Pair Corralation between Citigroup and EPR Properties
Taking into account the 90-day investment horizon Citigroup is expected to generate 0.93 times more return on investment than EPR Properties. However, Citigroup is 1.07 times less risky than EPR Properties. It trades about 0.15 of its potential returns per unit of risk. EPR Properties is currently generating about -0.01 per unit of risk. If you would invest 9,530 in Citigroup on September 8, 2025 and sell it today you would earn a total of 1,358 from holding Citigroup or generate 14.25% return on investment over 90 days.

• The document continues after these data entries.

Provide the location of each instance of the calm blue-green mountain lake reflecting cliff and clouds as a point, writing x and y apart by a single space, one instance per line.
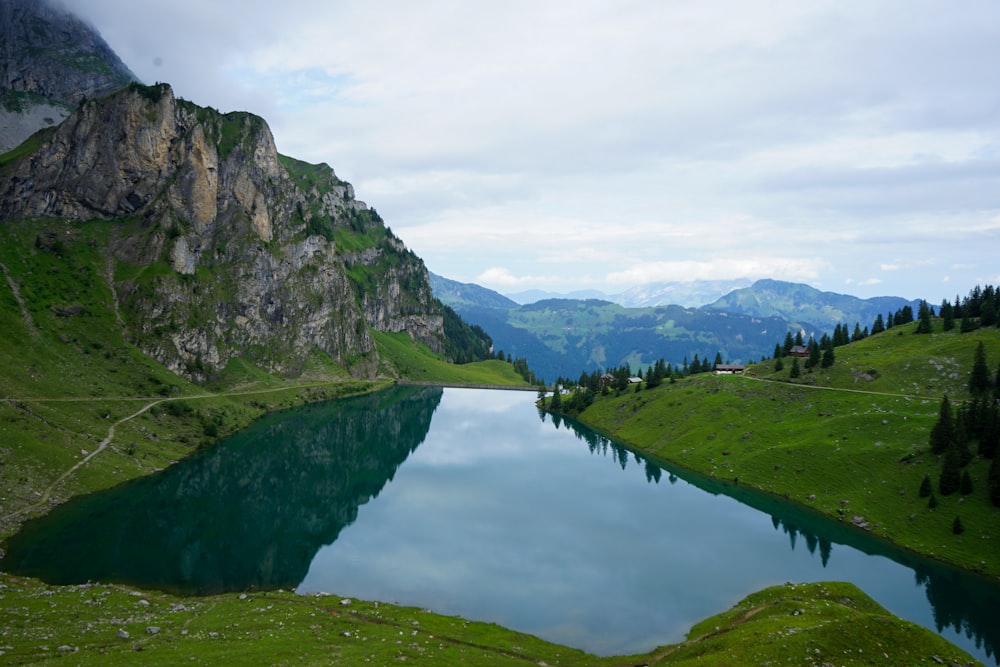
468 502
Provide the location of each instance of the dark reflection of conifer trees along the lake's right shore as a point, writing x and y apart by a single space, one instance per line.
962 602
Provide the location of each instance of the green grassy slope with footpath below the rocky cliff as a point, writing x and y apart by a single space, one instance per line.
70 376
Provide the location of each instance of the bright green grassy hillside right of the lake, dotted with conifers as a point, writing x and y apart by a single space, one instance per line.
853 455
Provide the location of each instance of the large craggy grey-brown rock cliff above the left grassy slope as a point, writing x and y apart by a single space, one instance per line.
221 248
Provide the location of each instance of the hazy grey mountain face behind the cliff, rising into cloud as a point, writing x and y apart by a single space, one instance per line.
49 62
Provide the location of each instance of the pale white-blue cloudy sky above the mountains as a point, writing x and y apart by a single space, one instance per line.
571 144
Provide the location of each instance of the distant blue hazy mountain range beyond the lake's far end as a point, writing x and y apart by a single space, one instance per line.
561 337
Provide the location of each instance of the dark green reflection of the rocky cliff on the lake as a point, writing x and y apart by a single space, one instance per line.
248 513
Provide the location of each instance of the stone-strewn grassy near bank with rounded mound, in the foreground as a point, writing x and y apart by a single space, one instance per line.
84 623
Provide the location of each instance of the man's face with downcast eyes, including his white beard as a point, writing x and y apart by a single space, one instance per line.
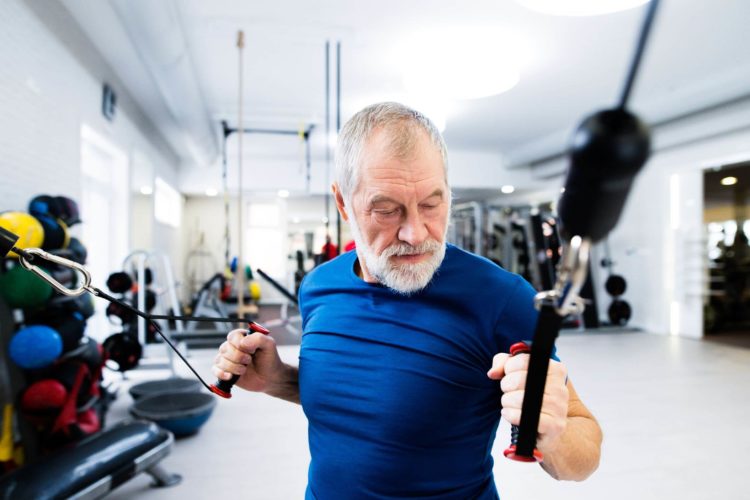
399 214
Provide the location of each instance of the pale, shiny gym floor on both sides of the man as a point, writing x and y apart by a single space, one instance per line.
674 412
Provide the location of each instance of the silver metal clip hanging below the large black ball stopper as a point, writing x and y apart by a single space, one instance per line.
571 277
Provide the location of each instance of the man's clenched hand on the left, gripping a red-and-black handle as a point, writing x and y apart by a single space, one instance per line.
255 358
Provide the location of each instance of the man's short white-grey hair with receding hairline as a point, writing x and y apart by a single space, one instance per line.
402 124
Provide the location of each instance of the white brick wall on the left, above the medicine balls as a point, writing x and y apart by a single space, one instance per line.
51 81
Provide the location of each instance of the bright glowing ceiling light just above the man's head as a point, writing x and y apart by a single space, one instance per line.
455 63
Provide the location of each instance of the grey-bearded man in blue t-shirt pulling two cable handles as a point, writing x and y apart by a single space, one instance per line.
404 341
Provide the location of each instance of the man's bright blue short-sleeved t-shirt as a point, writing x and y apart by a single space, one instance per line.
395 388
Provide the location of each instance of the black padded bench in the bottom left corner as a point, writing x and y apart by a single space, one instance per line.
96 465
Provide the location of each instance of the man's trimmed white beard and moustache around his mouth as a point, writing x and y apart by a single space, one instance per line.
405 279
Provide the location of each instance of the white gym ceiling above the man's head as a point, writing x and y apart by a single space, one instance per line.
179 59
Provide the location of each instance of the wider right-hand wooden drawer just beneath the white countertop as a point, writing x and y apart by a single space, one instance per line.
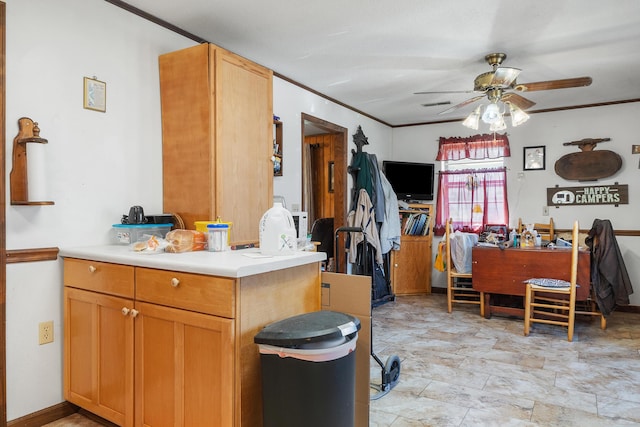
195 292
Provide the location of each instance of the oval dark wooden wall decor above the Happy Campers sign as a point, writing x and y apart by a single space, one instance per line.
588 165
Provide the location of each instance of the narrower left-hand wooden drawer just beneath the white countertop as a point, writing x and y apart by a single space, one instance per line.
112 279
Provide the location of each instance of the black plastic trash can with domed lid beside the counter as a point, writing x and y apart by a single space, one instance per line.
308 370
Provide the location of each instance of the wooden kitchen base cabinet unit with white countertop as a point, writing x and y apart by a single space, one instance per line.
168 338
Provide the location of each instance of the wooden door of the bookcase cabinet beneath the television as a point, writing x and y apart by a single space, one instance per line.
411 266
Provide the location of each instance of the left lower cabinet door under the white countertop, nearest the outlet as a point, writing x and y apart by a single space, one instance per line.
98 359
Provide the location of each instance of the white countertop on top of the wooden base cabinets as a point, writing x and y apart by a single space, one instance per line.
238 263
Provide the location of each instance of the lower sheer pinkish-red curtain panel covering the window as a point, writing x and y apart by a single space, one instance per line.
471 198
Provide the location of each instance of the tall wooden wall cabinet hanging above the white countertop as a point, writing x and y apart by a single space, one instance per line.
217 138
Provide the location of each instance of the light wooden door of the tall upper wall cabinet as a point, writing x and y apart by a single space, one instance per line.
244 130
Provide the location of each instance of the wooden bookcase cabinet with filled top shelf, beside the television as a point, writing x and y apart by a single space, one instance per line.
411 265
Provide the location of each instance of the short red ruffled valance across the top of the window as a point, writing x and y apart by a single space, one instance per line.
486 146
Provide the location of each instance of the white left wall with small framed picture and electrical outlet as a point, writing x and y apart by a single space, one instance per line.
94 167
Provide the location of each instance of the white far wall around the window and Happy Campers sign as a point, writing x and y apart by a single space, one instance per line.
527 196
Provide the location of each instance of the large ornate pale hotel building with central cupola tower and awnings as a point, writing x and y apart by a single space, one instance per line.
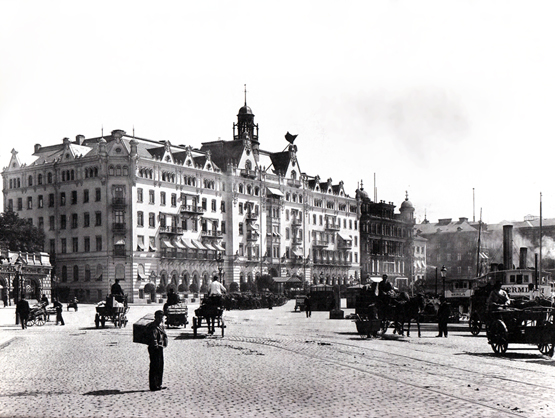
152 213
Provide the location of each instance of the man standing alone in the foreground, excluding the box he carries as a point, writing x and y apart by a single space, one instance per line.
158 339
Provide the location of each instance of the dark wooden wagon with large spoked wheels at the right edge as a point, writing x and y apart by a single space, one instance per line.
529 325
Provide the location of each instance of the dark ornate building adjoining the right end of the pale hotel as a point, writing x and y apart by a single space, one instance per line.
387 241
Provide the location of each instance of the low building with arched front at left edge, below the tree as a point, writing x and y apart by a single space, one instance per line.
24 273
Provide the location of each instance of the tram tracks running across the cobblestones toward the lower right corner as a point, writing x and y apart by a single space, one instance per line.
355 357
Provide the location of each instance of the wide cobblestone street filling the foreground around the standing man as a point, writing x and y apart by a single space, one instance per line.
270 363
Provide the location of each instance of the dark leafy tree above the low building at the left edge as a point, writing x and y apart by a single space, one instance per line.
20 234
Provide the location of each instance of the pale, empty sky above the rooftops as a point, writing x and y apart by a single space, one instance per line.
451 102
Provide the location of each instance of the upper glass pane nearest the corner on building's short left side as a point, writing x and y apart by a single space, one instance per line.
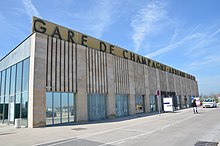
25 75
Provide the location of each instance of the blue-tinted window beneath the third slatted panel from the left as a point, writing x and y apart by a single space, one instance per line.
121 105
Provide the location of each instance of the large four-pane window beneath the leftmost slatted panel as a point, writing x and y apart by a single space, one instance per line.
60 108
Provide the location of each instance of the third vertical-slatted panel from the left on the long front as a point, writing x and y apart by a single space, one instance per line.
121 75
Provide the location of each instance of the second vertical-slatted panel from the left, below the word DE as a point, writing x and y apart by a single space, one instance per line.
96 71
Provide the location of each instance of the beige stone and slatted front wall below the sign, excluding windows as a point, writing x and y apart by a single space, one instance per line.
92 71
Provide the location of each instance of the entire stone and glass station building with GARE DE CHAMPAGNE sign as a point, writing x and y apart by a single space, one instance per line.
58 76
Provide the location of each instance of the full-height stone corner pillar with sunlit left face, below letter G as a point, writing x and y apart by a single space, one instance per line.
37 81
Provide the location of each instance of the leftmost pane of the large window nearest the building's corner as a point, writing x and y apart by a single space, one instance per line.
49 108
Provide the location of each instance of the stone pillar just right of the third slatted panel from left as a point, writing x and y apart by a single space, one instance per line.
131 98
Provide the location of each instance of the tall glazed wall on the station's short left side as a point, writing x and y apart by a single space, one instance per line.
14 93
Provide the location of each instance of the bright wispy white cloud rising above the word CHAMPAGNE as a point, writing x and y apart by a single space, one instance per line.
147 20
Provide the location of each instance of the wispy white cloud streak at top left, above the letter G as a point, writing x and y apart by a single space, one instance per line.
30 9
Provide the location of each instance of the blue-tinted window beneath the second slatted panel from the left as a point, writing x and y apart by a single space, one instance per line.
96 106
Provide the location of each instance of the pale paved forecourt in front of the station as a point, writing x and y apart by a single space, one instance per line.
181 128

| Time Period | 3 Months [change] |
| Direction | Moves Against |
| Strength | Insignificant |
| Accuracy | 100.0% |
| Values | Daily Returns |
Citigroup vs. EPR Properties
Performance |
| Timeline |
| Citigroup |
| EPR Properties |
Citigroup and EPR Properties Volatility Contrast
Predicted Return Density |
| Returns |
Pair Trading with Citigroup and EPR Properties
The main advantage of trading using opposite Citigroup and EPR Properties positions is that it hedges away some unsystematic risk. Because of two separate transactions, even if Citigroup position performs unexpectedly, EPR Properties can make up some of the losses. Pair trading also minimizes risk from directional movements in the market. For example, if an entire industry or sector drops because of unexpected headlines, the short position in EPR Properties will offset losses from the drop in EPR Properties' long position.| Citigroup vs. Canadian Imperial Bank | Citigroup vs. KB Financial Group | Citigroup vs. Nu Holdings | Citigroup vs. Royal Bank of |
| EPR Properties vs. Viemed Healthcare | EPR Properties vs. Hawaiian Hospitality Group | EPR Properties vs. Bausch Health Companies | EPR Properties vs. PPJ Healthcare Enterprises |
Check out your portfolio center.Note that this page's information should be used as a complementary analysis to find the right mix of equity instruments to add to your existing portfolios or create a brand new portfolio. You can also try the Watchlist Optimization module to optimize watchlists to build efficient portfolios or rebalance existing positions based on the mean-variance optimization algorithm.